= December 1870 Goldfields South colonial by-election =

By-election in New South Wales, Australia

A by-election was held for the New South Wales Legislative Assembly electorate of Goldfields South on 12 December 1870 as a result of the Legislative Assembly declaring the election of Ezekiel Baker was void. Baker had been appointed to conduct a Royal Commission to inquire into the laws and regulations of the goldfields and for securing a permanent water supply.

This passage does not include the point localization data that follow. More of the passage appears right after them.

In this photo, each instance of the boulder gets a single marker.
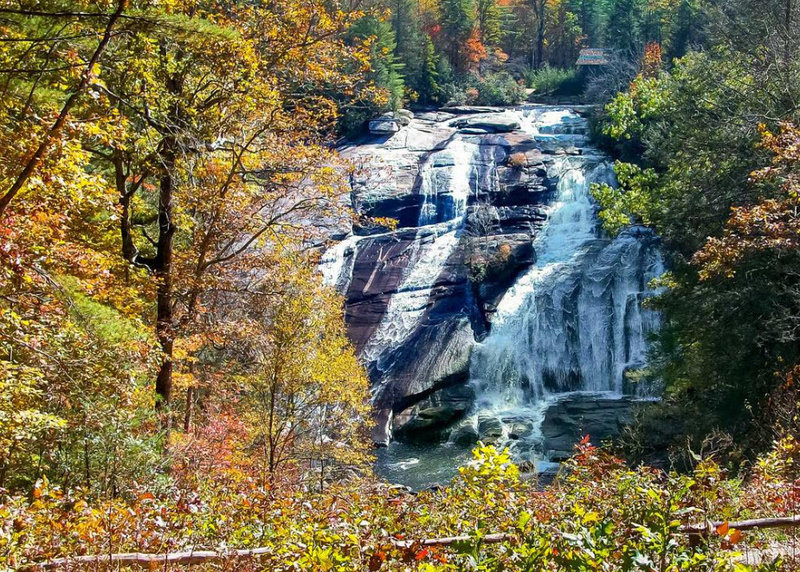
(465, 435)
(569, 419)
(403, 116)
(386, 124)
(490, 429)
(499, 123)
(428, 425)
(470, 109)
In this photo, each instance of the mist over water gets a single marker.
(573, 322)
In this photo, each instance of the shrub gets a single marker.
(498, 89)
(554, 81)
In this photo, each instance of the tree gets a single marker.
(488, 20)
(564, 34)
(540, 12)
(457, 22)
(305, 394)
(213, 163)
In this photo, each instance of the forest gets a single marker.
(179, 388)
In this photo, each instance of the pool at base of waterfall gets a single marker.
(562, 422)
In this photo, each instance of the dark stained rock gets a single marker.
(465, 435)
(568, 420)
(495, 123)
(470, 109)
(430, 424)
(490, 429)
(421, 359)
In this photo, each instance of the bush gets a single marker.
(498, 89)
(554, 81)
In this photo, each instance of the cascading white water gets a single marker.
(574, 321)
(445, 189)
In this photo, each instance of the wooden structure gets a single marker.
(593, 57)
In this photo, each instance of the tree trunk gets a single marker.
(165, 330)
(540, 13)
(88, 74)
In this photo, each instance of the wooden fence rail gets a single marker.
(208, 556)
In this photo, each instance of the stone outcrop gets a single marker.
(415, 327)
(569, 420)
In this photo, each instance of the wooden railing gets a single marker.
(189, 558)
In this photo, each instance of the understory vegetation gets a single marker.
(708, 148)
(175, 378)
(598, 515)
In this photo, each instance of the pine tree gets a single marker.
(624, 26)
(386, 70)
(488, 18)
(458, 20)
(428, 88)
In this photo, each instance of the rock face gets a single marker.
(568, 420)
(470, 189)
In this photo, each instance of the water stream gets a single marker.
(572, 323)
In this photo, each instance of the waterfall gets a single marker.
(445, 188)
(574, 321)
(336, 264)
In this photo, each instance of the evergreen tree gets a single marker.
(457, 22)
(624, 26)
(428, 86)
(385, 69)
(410, 42)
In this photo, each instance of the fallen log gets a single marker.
(752, 524)
(205, 556)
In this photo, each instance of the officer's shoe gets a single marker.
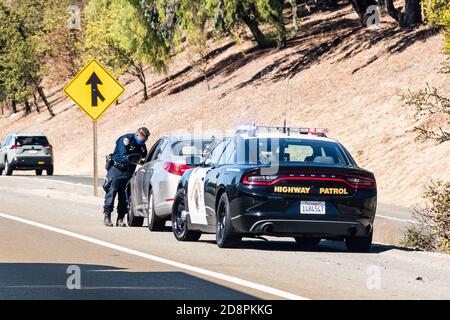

The Committee of Elections and Qualifications held that this appointment was an office of profit under the crown which meant he was incapable of being elected, or of sitting, or voting, as a member of the Assembly.

==Dates==

| Date | Event |
|---|---|
| 18 August 1870 | Question referred to the Elections and Qualifications Committee. |
| 4 November 1870 | The Assembly considered the report of the Elections and Qualifications Committee and declared the seat vacant. |
| 5 November 1879 | Writ of election issued by the Speaker of the Legislative Assembly. |
| 21 November 1879 | Nominations at Adelong |
| 12 December 1879 | Polling day |
| 3 January 1871 | Return of writ |

==Polling places==

- Adelong
- Kimo, near Gundagai
- Grenfell
- Quondong
- Wombat
- Elrington, now known as Majors Creek
- Kiandra
- Upper Adelong
- Broken-cart Creek, near Talbingo
- Reedy Flat, now known as Batlow
- Araluen
- Mongarlowe
- Jembaicumbene
- Junee
- Sebastopol.

==Result==

1870 Goldfields South by-election Monday 12 December
| Candidate |  | Votes | % |
|---|---|---|---|
| Ezekiel Baker (elected) |  | 1,054 | 79.9 |
| George Stephen |  | 265 | 20.1 |
| Total formal votes |  | 1,319 | 100.0 |
| Informal votes |  | 0 | 0.0 |
| Turnout |  | 1,319 | 66.0 |

The Committee of Elections and Qualifications held that the appointment of Ezekiel Baker to conduct a Royal Commission into the goldfields meant that he held an office of profit under the crown and his election was declared void.